魔術師養成学院を卒業したシオニーが師事することになったのは、全く希望していなかった「紙の魔術師」
それでも他に選択肢はなく、行ってみたら出迎えてくれた師は変わり者。
果たしてうまくやっていけるのだろうかと心配になるシオニーだったが、思わぬ展開が待ち受けていた!?

■良かった点

表紙とタイトル、そこから醸し出される雰囲気から、柔らかなファンタジーを想定していた。
ところがどっこい、読んでみるとなかなかにスリリングな展開。
物語が始まって意外と序盤に、とんでもない目に遭うことになるシオニー。

師でありセインの命が狙われている中、シオニーが懸命に抗う。
そこは血と肉にまみれた場所で、シオニーは文字通りボロボロになって進んでいく。
映像化したらかなりグロイものになるでしょう。
そんな中で描かれているのも、単なる戦いだけではなく、人間関係であり、人間誰もが持っているような醜さであったり、そういった内面的な部分も抉られるように描かれる。
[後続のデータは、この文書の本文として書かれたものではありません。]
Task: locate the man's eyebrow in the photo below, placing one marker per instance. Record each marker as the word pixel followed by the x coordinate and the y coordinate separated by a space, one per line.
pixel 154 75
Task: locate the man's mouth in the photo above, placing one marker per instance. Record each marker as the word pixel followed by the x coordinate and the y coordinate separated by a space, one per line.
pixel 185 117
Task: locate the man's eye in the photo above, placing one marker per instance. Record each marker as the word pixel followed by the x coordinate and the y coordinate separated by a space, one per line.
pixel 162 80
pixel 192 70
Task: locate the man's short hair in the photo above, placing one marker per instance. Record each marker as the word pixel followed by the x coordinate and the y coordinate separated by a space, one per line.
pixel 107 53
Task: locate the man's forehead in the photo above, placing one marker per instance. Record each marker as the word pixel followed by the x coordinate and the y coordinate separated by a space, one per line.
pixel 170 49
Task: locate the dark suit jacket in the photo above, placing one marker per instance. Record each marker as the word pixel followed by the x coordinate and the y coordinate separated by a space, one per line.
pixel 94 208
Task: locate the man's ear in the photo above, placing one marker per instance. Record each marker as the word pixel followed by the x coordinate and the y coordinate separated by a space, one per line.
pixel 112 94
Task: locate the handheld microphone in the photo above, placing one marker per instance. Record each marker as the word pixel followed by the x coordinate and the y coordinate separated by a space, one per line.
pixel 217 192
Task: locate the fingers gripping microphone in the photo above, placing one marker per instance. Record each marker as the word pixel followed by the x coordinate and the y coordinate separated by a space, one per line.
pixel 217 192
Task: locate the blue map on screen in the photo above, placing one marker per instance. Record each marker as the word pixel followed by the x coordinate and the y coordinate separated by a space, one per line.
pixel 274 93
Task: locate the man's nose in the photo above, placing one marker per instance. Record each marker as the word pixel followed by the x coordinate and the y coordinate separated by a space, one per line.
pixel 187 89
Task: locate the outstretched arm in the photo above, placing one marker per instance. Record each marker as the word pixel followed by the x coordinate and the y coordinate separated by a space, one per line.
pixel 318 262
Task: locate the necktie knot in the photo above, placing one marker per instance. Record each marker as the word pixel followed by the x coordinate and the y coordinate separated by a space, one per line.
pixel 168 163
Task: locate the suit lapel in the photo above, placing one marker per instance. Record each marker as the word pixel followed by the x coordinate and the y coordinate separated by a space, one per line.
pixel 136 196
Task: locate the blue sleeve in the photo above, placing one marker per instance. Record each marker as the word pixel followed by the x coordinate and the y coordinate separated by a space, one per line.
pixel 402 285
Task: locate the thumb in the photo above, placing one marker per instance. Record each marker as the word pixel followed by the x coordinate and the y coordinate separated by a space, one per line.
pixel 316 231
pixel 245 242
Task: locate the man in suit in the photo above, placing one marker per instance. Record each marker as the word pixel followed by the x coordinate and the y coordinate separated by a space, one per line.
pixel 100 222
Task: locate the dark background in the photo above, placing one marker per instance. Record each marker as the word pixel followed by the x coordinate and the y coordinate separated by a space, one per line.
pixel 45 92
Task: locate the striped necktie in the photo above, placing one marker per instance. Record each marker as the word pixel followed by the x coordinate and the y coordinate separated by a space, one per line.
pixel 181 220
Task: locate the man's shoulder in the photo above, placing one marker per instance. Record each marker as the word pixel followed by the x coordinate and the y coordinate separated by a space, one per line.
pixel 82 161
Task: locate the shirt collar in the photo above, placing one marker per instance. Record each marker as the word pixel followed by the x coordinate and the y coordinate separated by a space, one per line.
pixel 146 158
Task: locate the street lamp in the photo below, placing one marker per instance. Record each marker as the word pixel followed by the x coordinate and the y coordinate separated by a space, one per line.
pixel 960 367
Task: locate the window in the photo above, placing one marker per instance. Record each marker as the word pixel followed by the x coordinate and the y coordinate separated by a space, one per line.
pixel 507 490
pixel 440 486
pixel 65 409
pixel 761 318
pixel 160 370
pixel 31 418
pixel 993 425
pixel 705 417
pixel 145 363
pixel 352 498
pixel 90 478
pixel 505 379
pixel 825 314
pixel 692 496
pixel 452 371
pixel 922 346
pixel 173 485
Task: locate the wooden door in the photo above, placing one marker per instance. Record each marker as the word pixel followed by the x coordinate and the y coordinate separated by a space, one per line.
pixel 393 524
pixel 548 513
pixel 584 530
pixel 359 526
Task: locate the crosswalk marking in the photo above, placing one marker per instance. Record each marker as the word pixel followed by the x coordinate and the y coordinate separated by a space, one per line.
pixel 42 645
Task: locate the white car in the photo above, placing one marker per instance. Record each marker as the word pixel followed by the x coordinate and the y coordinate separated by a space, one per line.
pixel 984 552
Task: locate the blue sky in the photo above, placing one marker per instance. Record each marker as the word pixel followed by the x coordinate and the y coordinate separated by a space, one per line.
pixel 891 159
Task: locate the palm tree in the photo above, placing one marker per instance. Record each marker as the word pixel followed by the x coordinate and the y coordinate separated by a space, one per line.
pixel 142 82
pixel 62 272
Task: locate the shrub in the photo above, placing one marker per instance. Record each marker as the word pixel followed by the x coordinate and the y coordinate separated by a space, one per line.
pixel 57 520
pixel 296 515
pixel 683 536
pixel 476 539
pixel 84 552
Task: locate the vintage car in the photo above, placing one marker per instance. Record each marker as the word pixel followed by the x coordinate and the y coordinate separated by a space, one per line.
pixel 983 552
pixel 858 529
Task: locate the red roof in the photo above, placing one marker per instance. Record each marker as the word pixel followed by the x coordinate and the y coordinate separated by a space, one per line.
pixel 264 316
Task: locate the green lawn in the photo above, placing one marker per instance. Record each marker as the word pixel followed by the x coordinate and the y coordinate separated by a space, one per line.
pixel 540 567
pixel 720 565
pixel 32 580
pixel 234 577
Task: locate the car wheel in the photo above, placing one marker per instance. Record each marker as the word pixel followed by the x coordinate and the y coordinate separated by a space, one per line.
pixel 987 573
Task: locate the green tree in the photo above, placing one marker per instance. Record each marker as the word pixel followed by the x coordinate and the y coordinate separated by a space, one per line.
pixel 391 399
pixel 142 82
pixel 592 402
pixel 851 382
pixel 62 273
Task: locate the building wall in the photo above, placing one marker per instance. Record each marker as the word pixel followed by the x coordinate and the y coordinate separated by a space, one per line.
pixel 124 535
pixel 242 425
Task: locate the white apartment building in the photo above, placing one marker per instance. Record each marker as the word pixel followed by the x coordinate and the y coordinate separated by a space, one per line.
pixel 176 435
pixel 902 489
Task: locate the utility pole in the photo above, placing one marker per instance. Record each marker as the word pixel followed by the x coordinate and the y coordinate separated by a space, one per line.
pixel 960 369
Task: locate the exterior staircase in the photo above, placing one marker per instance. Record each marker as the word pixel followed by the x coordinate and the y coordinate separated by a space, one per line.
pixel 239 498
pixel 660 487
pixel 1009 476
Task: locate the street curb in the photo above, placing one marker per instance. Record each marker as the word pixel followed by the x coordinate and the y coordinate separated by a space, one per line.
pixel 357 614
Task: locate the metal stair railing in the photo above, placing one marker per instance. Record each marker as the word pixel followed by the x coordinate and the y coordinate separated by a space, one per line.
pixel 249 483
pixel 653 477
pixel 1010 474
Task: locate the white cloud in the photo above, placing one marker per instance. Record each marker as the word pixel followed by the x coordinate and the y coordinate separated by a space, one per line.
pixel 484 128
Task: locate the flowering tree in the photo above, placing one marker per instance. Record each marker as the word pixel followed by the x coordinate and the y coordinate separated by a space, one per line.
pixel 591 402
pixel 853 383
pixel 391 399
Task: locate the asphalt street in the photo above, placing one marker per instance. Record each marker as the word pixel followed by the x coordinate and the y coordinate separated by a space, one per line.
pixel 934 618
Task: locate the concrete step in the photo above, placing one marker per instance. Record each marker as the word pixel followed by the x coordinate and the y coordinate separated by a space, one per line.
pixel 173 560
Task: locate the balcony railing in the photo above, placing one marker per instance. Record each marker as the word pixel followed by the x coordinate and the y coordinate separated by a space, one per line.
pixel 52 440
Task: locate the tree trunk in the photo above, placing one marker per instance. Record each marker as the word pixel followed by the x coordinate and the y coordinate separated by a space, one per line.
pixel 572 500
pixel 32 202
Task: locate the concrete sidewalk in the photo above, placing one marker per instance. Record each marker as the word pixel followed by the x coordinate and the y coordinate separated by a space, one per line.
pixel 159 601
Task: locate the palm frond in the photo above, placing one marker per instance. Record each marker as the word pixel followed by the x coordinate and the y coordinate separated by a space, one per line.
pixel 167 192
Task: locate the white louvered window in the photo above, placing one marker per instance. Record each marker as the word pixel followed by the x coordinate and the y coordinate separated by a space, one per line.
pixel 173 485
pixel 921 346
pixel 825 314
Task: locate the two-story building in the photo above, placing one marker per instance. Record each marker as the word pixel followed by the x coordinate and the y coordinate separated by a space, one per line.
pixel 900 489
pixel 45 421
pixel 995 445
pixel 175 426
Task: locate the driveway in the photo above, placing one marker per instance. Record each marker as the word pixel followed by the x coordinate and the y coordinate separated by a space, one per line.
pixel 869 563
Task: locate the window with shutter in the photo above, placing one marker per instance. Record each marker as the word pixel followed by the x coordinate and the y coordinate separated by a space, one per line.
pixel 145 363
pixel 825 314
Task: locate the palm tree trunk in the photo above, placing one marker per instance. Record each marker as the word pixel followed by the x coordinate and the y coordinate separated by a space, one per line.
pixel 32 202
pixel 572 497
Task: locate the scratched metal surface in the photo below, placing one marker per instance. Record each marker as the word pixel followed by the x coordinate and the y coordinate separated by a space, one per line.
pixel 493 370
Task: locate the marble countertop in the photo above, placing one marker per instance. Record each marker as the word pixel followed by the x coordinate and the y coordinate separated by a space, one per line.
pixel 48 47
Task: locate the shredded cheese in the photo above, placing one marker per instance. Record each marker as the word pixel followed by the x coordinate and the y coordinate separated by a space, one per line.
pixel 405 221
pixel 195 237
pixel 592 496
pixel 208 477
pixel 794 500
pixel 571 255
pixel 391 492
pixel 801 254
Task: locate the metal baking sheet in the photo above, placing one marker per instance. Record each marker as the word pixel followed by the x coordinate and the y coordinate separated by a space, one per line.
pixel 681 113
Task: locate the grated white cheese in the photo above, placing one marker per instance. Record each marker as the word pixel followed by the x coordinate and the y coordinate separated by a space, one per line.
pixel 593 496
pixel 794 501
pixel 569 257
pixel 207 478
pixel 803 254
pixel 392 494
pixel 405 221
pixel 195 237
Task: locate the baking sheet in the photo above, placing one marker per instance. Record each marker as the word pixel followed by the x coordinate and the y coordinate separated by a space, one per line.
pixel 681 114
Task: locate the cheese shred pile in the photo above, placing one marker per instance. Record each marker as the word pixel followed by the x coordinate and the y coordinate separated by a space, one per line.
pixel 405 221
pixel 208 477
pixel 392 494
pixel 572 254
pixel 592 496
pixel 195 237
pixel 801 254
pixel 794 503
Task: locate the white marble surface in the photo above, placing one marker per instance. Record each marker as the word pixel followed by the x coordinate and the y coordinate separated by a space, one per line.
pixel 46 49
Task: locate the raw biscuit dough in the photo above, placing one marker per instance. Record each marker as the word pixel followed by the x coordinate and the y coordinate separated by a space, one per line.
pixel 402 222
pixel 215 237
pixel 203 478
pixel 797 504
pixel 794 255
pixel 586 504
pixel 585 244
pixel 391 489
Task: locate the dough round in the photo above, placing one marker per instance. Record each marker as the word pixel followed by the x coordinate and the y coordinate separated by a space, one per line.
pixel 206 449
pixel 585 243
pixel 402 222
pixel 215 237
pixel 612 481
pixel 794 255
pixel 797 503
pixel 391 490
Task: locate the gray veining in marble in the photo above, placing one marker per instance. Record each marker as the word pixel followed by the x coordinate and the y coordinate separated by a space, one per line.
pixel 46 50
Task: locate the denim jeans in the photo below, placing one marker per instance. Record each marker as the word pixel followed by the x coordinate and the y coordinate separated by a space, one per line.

紙の魔術師というくらいなので、いわゆる「折り紙」である。
紙で折ったものに生命を与えて使い魔のような感じに使役できるのは、折り紙国である日本なら想像しやすい。
まあ、簡単に魔術を吹き込むことが出来るのはどうなんだろうとも思うけれど。
日本人なら、複雑な折り紙細工が作れるから、それこそ凄いものが出来上がりそう。
セインが作った紙の犬、フェンネルが可愛い。

三部作の一作目ということで、まだ導入的な感じなのだろうか、劇的な展開というものはない。
とはいっても全般的に良質なファンタジーとなっており、文体も読みやすくすらすらとラストまでいける。
続きは果たして二人の関係に迫っていくのか、もっと異なる展開に持ち込んでいくのか。

■ここが改善できるともっとよかったかも?

シオニーとセインのロマンスな感じを出しているけれど、それは必要なのか。
いや、ファンタジーといえば恋愛要素が結構あるのも分かるけれど、二人が惹かれあう要素がいまいち見当たらなかったのは、個人的な思いだろうか。